You will need to have prometheus and grafana installed before you can proceed with this section.

You can follow the Prometheus and Grafana sections to get the steps to install both of these.

You can also use Amazon Managed Service for Prometheus and Amazon Managed Service for Grafana. In order to get started with these, follow the official docs for AMP and AMG.

Once you have Prometheus and Grafana isntalled, head over to grafana.
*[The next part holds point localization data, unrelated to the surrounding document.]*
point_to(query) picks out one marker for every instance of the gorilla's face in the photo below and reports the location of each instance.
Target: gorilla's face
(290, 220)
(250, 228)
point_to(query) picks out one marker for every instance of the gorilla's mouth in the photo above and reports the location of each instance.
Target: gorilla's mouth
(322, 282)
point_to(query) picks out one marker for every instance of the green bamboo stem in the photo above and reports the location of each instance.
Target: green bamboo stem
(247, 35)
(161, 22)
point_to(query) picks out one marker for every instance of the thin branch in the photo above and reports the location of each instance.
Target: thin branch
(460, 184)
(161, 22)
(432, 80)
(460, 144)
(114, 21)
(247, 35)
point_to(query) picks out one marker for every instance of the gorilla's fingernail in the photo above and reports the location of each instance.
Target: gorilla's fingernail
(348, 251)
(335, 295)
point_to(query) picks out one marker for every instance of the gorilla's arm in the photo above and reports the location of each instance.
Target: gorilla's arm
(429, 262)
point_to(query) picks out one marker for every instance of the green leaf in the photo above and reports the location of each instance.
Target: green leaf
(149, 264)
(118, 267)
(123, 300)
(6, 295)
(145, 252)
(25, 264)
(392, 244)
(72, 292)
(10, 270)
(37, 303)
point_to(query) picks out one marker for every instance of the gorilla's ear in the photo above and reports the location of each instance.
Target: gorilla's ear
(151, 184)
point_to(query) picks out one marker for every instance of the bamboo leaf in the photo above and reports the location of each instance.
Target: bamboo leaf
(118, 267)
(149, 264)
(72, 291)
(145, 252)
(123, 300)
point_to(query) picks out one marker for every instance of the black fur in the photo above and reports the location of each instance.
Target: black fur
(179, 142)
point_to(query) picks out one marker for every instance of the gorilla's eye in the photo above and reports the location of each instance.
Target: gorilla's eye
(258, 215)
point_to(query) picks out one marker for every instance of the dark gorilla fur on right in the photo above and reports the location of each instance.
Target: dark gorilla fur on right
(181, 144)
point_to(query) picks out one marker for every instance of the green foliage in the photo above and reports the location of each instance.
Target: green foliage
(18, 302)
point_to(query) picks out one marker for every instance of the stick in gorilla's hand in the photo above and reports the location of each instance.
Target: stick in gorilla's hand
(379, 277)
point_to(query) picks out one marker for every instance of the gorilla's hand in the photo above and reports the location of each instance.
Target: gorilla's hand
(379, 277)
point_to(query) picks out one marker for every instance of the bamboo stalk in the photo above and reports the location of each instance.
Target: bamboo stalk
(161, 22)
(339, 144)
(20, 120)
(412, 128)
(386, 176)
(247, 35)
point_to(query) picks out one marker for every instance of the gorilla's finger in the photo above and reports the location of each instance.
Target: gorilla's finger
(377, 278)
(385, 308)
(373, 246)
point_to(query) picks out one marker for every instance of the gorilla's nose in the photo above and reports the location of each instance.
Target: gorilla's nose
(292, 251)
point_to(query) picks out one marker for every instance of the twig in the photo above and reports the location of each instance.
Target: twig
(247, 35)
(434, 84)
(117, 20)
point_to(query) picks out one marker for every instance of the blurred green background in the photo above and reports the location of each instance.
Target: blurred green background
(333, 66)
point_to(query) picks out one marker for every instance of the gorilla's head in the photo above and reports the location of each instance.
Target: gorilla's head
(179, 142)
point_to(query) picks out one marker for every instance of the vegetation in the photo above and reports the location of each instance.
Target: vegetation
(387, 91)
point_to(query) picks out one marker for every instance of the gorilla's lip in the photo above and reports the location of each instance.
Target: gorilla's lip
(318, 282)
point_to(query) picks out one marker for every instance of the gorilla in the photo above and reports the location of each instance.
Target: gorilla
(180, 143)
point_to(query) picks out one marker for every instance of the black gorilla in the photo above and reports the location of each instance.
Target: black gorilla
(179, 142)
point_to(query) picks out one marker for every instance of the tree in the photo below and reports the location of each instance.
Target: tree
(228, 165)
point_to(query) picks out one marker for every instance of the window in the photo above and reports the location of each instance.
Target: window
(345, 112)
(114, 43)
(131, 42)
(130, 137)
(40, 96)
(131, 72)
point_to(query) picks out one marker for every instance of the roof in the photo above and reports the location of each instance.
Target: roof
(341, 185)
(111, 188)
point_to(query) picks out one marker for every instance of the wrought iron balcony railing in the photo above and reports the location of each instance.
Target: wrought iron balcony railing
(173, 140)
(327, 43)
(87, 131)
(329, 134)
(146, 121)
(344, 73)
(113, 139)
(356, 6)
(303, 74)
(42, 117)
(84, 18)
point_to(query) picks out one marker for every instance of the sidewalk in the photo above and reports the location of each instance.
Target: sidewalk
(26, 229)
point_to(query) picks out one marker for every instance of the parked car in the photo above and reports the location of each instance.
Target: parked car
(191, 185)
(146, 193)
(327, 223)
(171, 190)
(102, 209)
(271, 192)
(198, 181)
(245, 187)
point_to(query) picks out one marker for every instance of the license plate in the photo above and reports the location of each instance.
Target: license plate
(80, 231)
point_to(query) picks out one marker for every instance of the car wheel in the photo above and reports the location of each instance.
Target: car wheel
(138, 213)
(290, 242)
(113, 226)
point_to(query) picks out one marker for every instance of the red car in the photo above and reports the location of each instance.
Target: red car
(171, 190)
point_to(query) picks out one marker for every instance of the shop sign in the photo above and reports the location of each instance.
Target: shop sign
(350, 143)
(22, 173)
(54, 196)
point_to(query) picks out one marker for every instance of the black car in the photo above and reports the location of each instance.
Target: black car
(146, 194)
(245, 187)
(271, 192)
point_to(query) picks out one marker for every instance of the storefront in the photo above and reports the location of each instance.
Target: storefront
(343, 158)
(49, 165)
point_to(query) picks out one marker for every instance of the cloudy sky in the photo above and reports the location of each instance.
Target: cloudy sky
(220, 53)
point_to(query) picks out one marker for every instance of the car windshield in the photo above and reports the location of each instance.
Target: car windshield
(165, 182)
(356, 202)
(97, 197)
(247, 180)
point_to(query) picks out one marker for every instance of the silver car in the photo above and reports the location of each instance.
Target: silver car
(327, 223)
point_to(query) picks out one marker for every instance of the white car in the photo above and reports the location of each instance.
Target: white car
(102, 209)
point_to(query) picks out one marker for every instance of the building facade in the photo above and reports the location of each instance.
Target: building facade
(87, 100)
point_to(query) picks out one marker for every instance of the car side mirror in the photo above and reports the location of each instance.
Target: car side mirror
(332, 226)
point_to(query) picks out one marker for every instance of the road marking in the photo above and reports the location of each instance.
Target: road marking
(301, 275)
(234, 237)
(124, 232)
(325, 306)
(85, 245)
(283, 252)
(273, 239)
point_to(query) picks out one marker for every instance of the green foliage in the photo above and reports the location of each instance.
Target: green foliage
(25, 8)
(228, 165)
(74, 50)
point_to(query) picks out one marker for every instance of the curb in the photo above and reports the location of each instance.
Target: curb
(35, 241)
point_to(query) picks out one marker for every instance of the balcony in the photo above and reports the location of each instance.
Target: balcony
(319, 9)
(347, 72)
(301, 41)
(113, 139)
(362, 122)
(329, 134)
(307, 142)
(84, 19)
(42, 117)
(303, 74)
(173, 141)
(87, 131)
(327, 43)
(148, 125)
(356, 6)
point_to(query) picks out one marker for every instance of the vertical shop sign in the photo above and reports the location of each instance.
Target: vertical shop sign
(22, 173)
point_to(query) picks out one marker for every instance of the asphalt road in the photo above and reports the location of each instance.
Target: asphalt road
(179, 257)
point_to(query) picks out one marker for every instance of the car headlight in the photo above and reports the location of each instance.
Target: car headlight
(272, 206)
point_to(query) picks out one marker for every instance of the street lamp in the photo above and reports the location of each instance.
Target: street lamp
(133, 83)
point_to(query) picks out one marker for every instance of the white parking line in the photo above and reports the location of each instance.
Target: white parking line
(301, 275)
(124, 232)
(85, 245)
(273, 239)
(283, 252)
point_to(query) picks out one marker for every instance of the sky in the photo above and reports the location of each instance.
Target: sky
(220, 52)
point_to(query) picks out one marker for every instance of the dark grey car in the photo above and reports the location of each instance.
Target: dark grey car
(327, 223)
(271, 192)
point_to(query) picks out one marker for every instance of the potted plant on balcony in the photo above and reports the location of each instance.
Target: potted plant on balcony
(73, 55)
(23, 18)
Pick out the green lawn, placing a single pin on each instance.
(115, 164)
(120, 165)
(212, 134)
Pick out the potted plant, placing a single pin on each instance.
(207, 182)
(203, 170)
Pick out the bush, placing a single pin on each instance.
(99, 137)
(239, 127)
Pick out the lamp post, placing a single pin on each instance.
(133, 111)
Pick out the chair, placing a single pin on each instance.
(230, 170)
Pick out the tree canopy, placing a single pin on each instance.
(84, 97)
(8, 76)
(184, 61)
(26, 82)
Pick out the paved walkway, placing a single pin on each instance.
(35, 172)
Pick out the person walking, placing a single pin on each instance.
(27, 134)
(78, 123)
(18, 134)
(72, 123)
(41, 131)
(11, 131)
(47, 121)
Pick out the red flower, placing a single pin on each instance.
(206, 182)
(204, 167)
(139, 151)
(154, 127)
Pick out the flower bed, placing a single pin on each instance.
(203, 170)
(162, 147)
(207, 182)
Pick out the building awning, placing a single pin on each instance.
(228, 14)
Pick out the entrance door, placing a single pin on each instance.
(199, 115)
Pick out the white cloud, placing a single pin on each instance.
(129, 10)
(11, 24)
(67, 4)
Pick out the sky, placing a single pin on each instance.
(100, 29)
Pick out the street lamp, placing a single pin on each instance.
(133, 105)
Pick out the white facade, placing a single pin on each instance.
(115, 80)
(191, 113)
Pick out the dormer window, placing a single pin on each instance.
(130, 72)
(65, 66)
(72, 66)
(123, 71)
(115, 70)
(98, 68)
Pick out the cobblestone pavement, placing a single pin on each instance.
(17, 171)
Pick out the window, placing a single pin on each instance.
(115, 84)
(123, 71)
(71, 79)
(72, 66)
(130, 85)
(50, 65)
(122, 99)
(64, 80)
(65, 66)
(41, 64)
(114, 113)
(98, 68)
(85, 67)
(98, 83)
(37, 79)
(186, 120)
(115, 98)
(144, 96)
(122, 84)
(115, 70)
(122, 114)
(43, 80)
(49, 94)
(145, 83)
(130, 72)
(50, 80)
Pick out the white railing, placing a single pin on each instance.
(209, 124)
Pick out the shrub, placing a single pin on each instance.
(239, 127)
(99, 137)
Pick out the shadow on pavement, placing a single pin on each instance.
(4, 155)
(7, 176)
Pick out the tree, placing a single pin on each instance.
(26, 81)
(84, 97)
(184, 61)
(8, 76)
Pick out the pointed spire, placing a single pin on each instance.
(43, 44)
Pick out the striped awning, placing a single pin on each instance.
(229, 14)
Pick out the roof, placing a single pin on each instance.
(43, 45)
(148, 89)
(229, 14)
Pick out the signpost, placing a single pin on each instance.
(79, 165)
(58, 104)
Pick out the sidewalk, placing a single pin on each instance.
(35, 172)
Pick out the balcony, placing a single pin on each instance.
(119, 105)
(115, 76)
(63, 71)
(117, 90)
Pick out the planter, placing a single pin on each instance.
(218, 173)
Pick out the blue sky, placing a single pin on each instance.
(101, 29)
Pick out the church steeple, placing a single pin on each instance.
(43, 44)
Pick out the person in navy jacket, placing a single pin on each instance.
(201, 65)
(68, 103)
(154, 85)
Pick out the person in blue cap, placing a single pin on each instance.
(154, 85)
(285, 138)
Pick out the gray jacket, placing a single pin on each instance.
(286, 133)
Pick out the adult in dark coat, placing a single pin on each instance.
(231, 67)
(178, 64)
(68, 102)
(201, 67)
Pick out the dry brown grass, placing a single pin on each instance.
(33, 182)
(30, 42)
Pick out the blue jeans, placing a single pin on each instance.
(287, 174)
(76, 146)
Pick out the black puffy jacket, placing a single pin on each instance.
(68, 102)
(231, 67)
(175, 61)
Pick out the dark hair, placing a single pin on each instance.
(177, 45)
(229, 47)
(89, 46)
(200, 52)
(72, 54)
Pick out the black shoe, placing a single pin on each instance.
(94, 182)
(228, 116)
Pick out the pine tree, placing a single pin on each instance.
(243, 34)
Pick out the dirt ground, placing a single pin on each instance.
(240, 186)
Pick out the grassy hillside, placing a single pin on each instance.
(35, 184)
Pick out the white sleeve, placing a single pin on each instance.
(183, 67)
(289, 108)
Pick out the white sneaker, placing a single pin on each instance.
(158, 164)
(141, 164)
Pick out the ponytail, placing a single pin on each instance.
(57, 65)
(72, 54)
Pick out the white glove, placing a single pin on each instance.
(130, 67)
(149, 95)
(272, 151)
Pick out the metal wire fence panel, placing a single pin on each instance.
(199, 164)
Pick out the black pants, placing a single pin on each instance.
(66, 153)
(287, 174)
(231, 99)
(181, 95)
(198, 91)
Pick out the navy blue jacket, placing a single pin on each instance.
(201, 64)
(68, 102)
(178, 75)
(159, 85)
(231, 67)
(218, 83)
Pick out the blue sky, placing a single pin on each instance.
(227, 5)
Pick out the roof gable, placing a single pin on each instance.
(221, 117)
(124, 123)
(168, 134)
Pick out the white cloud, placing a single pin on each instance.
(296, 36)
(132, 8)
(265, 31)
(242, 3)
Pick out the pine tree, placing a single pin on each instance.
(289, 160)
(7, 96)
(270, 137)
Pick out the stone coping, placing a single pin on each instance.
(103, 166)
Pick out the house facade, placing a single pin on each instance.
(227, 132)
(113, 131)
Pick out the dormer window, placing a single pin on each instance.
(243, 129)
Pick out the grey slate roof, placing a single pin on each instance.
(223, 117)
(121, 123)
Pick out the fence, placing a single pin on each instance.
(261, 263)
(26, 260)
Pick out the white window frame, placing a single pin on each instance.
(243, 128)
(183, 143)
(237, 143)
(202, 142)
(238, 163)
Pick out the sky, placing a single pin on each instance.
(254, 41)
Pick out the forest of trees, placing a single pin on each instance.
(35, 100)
Import the dashboard 11674.

Now run the below job:

aws emr-containers start-job-run \
  --virtual-cluster-id=${VIRTUAL_CLUSTER_ID} \
  --name=pi-2 \
  --execution-role-arn=${EMR_ROLE_ARN} \
  --release-label=emr-6.2.0-latest \
  --job-driver='{
    "sparkSubmitJobDriver": {
      "entryPoint": "local:///usr/lib/spark/examples/src/main/python/pi.py",
      "sparkSubmitParameters": "--conf spark.executor.instances=2 --conf spark.executor.memory=2G --conf spark.executor.cores=2 --conf spark.driver.cores=1"
    }
  }'

Once the job is started, head over to the dashboard and select the namespace spark as shown below.

EMR on EKS cloudwatch logs

You will be able to see the resource utilization by spark for running your job.